К чаю они вышли в четвертом часу. Алексей Иванович, раскладывавший пасьянс, как будто и не заметил их отсутствия. «Кажется, к вечеру будет дождь, — сказал он (всегда верно угадывал, какая будет погода), — садитесь, Николай Сергеевич, гостем будете». В последнее время Мамонтову бывало с ним неловко, хотя он был так же благодушен, как прежде. Алексей Иванович несколько сдал после несчастья с Карло. У него появились морщины. Он усиленно тренировался в своем деле. — «Надо, надо работать, Катенька! — бодро говорил он, — чтобы нам с тобой не остаться без куска хлеба». — «Что вы, что вы, Алешенька, я вас всю жизнь буду кормить, а вы только живите до ста лет», — отвечала Катя взволнованно. — «Ты прокормишь! — говорил он, смеясь уже почти по-стариковски, — за тобой не пропадешь». Речь и манеры у Алексея Ивановича становились все более степенными.

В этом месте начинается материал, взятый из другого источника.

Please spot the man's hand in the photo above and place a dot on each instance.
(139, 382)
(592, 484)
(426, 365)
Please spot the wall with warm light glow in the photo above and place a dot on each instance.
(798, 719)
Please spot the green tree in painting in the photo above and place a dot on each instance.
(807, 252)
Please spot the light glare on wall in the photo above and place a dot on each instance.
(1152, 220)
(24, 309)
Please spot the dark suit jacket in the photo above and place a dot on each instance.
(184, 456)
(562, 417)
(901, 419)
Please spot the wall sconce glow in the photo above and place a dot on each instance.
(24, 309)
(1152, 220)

Ничего умного или интересного он не говорил, но Мамонтову иногда бывало приятно его слушать. Что-то необыкновенно успокоительное всегда было в его рассудительных словах. Николай Сергеевич не знал (все забывал спросить), откуда родом Рыжков; ему почему-то казалось, что верно Алексей Иванович родился где-нибудь в Костромской Ипатьевской слободе или в какой-либо избе рыбака на берегу Камы.

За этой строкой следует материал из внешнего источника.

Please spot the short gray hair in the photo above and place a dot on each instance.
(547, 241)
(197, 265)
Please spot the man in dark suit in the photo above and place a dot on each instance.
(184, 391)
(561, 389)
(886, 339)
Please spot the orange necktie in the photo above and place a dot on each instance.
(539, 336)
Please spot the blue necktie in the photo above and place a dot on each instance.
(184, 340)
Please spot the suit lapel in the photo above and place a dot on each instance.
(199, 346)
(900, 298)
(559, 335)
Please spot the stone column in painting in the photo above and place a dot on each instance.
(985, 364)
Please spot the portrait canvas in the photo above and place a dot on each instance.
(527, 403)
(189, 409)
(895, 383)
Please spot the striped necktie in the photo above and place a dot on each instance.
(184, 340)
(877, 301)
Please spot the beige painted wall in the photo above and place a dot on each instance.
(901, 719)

Через полчаса все было сказано о цирке, о погоде, о море, о герингсдорфских ресторанах и о худении Кати. Николай Сергеевич даже заговорил о политических событиях. Больше от скуки он стал развивать свои республиканские взгляды. Катя его не слушала. Алексей Иванович слушал, разинув рот, и смотрел на Мамонтова так, как, вероятно, инка Орехон смотрел на Пизарро, когда тот ему объявил, что приехал из неведомой страны и намерен обратить их в свою веру.

— Да как же можно без царя, Николай Сергеевич?

— Вы видели, как. Живут же в Америке люди без царя и лучше живут, чем мы.

— Так то в Америке!

— У нас еда гораздо лучше, чем в Америке, — сказала Катя, украдкой добавляя себе варенья (Алексей Иванович смотрел на Мамонтова). Из-за худения у нее мысли были особенно заняты едой. — У них даже нет селянки на сковороде! Я больше всего люблю селянку на сковороде… Нет, поросенка с хреном и со сметаной, пожалуй, не меньше люблю. А больше всего на свете гурьевскую кашу… Да, больше всего на свете! — подтвердила она, немного подумав. — И ничего этого у них нет, а еще говорят, будто они все выдумали! И никакой обезьяны немец тоже не выдумал. У них только колбаса хорошая, это правда. Да еще мне нравится, что они к мясу подают компот, а больше, ей-Богу, ничего здесь нет.

— Да чего же и требовалось от Селедочной Деревни? — сказал Алексей Иванович, которому русский знакомый перевел слово «Герингсдорф». Мамонтов перестал говорить о политике. Он недолюбливал то, что называл елисеевскими разговорами русских за границей; но от Алексея Ивановича и при этих разговорах, как всегда, веяло приятной успокоительной скукой. «Может быть, и им со мной скучновато», — подумал Мамонтов.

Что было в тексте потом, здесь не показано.